More quotes about fear:

“Nothing in life is to be feared, it is only to be understood. Now is the time to understand more so that we may fear less.”
– Marie Curie

“…knowing what must be done does away with fear.”
– Rosa Parks

“I’m not afraid of storms, for I’m learning how to sail my ship.”
– Louisa May Alcott

“Become so wrapped up in something that you forget to be afraid.”
– Lady Bird Johnson

“Fear never stopped being and its action.”
– Mary Baker Eddy

“Worry pretends to be necessary but serves no useful purpose.”
– Eckhart Tolle

 

Seeing the Best

Last week we cancelled the flight to Pittsburgh that we were going to take today to see Scott’s family because – duh! – right? We thought it might be cool to make our annual trek to Lincoln City, Oregon, instead. So we booked a couple nights at a pet-friendly place there for tonight and tomorrow night. Then we woke up this morning and realized that this was probably not such a good idea, either. I’d been told earlier that we needed to cancel our reservations by Sunday, though, or we’d lose the money. Soooo…

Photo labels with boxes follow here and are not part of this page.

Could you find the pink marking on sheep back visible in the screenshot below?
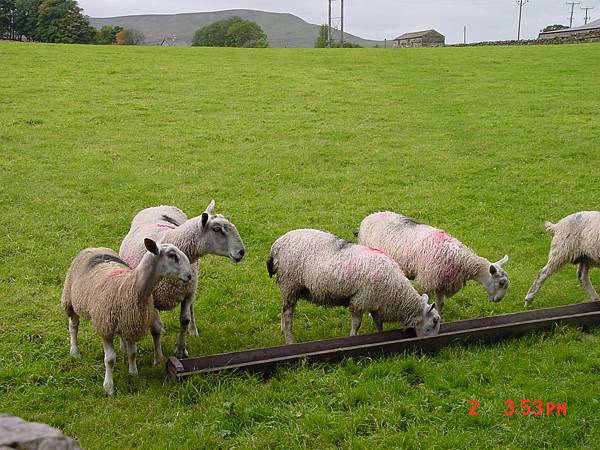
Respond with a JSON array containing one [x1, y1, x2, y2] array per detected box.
[[433, 230, 454, 245], [107, 269, 131, 278]]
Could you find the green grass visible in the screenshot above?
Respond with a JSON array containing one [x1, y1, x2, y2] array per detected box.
[[0, 43, 600, 449]]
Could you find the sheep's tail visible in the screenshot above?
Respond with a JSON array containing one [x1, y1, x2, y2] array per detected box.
[[544, 222, 556, 236], [267, 254, 277, 278]]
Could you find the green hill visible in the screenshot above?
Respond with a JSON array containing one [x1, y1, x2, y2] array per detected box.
[[90, 9, 383, 47]]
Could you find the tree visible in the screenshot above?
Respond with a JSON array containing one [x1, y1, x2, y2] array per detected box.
[[542, 24, 569, 33], [96, 25, 123, 45], [15, 0, 43, 41], [37, 0, 96, 44], [315, 25, 329, 48], [192, 16, 269, 47], [115, 28, 146, 45], [0, 0, 17, 40]]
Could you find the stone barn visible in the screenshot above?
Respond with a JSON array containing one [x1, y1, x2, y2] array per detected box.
[[394, 30, 446, 48]]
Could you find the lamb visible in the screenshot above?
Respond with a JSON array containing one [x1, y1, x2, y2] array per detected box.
[[525, 211, 600, 307], [267, 229, 440, 344], [61, 239, 192, 395], [119, 200, 245, 358], [358, 211, 508, 319]]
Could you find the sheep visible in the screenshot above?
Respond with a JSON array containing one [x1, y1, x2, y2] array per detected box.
[[358, 211, 508, 320], [267, 229, 440, 344], [119, 200, 245, 358], [61, 239, 192, 395], [525, 211, 600, 307]]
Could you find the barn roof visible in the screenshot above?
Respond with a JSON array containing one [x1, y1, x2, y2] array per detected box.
[[394, 30, 444, 41]]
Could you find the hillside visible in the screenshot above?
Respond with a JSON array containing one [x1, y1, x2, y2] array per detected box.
[[90, 9, 383, 47]]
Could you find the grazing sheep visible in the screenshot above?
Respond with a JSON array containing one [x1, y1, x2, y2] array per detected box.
[[358, 212, 508, 319], [267, 229, 440, 344], [119, 200, 245, 358], [61, 239, 192, 395], [525, 211, 600, 306]]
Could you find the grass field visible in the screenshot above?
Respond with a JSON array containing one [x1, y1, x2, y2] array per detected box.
[[0, 43, 600, 449]]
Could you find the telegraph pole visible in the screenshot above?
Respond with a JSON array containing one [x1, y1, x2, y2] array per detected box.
[[567, 2, 581, 28], [327, 0, 332, 48], [581, 6, 594, 25], [340, 0, 344, 48], [517, 0, 529, 41]]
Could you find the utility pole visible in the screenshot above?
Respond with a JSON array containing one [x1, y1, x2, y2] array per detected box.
[[327, 0, 333, 48], [581, 6, 594, 25], [517, 0, 529, 41], [567, 2, 581, 28], [340, 0, 344, 48]]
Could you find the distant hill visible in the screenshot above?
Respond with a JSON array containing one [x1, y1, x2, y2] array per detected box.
[[90, 9, 383, 47]]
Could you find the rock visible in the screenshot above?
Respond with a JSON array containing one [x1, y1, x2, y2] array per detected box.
[[0, 414, 81, 450]]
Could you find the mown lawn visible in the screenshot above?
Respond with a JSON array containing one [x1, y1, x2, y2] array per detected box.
[[0, 43, 600, 449]]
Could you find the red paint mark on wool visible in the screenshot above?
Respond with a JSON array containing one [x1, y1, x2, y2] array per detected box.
[[107, 269, 131, 278]]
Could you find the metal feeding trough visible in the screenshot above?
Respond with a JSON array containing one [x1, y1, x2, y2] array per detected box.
[[167, 302, 600, 381]]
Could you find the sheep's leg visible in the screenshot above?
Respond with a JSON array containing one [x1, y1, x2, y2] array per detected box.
[[102, 336, 117, 395], [175, 295, 192, 358], [525, 261, 558, 307], [435, 292, 445, 322], [188, 299, 198, 337], [121, 338, 138, 376], [350, 309, 363, 336], [371, 311, 383, 333], [577, 263, 600, 301], [279, 284, 300, 344], [150, 314, 163, 366], [69, 314, 81, 357]]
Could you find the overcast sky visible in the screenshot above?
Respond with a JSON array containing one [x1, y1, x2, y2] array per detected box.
[[78, 0, 600, 43]]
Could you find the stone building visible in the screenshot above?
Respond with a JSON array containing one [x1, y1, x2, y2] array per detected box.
[[394, 30, 446, 48]]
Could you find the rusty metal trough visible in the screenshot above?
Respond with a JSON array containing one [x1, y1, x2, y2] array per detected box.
[[167, 302, 600, 381]]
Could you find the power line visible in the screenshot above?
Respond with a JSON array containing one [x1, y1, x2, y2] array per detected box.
[[581, 6, 594, 25], [567, 2, 581, 28], [517, 0, 529, 41]]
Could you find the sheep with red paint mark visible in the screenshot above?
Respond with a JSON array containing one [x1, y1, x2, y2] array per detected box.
[[119, 200, 245, 358], [267, 229, 441, 344], [525, 211, 600, 306], [358, 211, 509, 317], [61, 239, 192, 395]]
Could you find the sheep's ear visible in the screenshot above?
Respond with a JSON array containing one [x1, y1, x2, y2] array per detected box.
[[144, 238, 159, 255], [496, 255, 508, 267], [204, 199, 215, 214]]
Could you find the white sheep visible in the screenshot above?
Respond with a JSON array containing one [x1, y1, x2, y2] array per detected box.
[[267, 229, 440, 344], [358, 211, 508, 318], [525, 211, 600, 306], [61, 239, 192, 395], [119, 200, 245, 358]]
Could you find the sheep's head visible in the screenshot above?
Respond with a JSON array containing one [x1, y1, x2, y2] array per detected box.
[[484, 255, 508, 302], [200, 200, 246, 263], [144, 238, 192, 283], [415, 294, 442, 337]]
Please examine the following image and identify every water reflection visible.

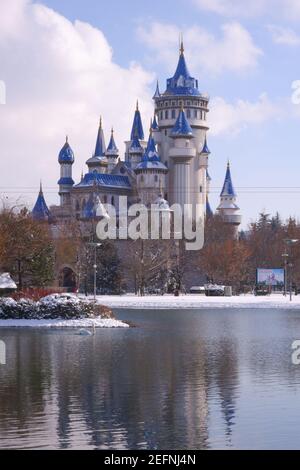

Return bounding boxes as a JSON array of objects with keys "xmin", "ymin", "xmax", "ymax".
[{"xmin": 0, "ymin": 310, "xmax": 300, "ymax": 449}]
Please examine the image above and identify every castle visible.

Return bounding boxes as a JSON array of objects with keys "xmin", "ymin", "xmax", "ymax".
[{"xmin": 32, "ymin": 42, "xmax": 241, "ymax": 290}]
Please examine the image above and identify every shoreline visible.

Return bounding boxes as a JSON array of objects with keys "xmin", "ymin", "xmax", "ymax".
[{"xmin": 93, "ymin": 294, "xmax": 300, "ymax": 311}]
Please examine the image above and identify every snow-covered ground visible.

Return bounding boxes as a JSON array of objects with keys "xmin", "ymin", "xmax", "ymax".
[
  {"xmin": 97, "ymin": 294, "xmax": 300, "ymax": 310},
  {"xmin": 0, "ymin": 318, "xmax": 129, "ymax": 329}
]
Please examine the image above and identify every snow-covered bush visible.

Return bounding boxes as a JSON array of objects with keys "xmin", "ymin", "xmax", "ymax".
[{"xmin": 0, "ymin": 294, "xmax": 114, "ymax": 320}]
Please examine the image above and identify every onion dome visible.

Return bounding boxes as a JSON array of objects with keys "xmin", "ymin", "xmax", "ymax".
[{"xmin": 58, "ymin": 136, "xmax": 75, "ymax": 165}]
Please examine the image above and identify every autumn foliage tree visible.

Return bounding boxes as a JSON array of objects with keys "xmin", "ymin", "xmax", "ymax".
[{"xmin": 0, "ymin": 208, "xmax": 54, "ymax": 290}]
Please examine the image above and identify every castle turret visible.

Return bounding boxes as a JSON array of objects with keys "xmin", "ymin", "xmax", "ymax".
[
  {"xmin": 125, "ymin": 101, "xmax": 146, "ymax": 165},
  {"xmin": 154, "ymin": 42, "xmax": 209, "ymax": 218},
  {"xmin": 217, "ymin": 162, "xmax": 242, "ymax": 235},
  {"xmin": 31, "ymin": 183, "xmax": 51, "ymax": 222},
  {"xmin": 58, "ymin": 136, "xmax": 75, "ymax": 207},
  {"xmin": 86, "ymin": 118, "xmax": 108, "ymax": 173},
  {"xmin": 106, "ymin": 129, "xmax": 119, "ymax": 173},
  {"xmin": 135, "ymin": 129, "xmax": 168, "ymax": 206},
  {"xmin": 169, "ymin": 107, "xmax": 196, "ymax": 215}
]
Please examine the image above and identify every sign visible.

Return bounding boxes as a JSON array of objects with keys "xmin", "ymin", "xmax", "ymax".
[{"xmin": 256, "ymin": 269, "xmax": 284, "ymax": 287}]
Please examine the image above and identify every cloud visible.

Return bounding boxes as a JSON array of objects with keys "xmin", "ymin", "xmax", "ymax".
[
  {"xmin": 191, "ymin": 0, "xmax": 300, "ymax": 21},
  {"xmin": 0, "ymin": 0, "xmax": 154, "ymax": 207},
  {"xmin": 209, "ymin": 93, "xmax": 283, "ymax": 136},
  {"xmin": 137, "ymin": 22, "xmax": 262, "ymax": 74},
  {"xmin": 267, "ymin": 25, "xmax": 300, "ymax": 46}
]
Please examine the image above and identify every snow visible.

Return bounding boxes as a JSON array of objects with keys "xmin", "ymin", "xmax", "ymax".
[
  {"xmin": 0, "ymin": 273, "xmax": 17, "ymax": 289},
  {"xmin": 0, "ymin": 317, "xmax": 129, "ymax": 328},
  {"xmin": 93, "ymin": 294, "xmax": 300, "ymax": 310}
]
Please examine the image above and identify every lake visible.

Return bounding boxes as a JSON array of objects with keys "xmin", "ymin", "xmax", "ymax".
[{"xmin": 0, "ymin": 308, "xmax": 300, "ymax": 450}]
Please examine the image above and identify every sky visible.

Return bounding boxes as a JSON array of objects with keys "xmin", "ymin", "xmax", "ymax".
[{"xmin": 0, "ymin": 0, "xmax": 300, "ymax": 227}]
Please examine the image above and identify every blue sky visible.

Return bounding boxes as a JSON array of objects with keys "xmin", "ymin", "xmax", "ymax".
[{"xmin": 0, "ymin": 0, "xmax": 300, "ymax": 226}]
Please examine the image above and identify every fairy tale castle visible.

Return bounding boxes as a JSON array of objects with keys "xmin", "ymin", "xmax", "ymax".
[{"xmin": 32, "ymin": 43, "xmax": 241, "ymax": 290}]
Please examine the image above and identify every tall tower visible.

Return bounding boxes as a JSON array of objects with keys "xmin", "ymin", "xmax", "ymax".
[
  {"xmin": 217, "ymin": 162, "xmax": 242, "ymax": 236},
  {"xmin": 106, "ymin": 129, "xmax": 119, "ymax": 173},
  {"xmin": 86, "ymin": 118, "xmax": 108, "ymax": 173},
  {"xmin": 153, "ymin": 39, "xmax": 209, "ymax": 216},
  {"xmin": 31, "ymin": 183, "xmax": 51, "ymax": 222},
  {"xmin": 57, "ymin": 136, "xmax": 75, "ymax": 207},
  {"xmin": 169, "ymin": 108, "xmax": 196, "ymax": 216}
]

The thought occurred to me that maybe I could call homeless shelters in Lincoln City – maybe they knew someone who could use a warm room for two nights. So I called a couple places – one wasn’t open, yet, another one told me that because of the virus they’d already found a hotel to put their homeless people in. She thanked me, though, for wanting to do this, and seemed really grateful for my gesture.

When I realized I wasn’t going to be able to use this room to help homeless folks, I called Sailor Jack’s to cancel our reservation. And Angie at the desk said we hadn’t been charged, yet, and we wouldn’t be! She cancelled our reservations without charge! AND told us to stay safe up here. I told her we’d be coming down again later and we’d be seeing her.

I’m just… I’m kind of teary-eyed here. People are so kind. I’m seeing the best in folks right now.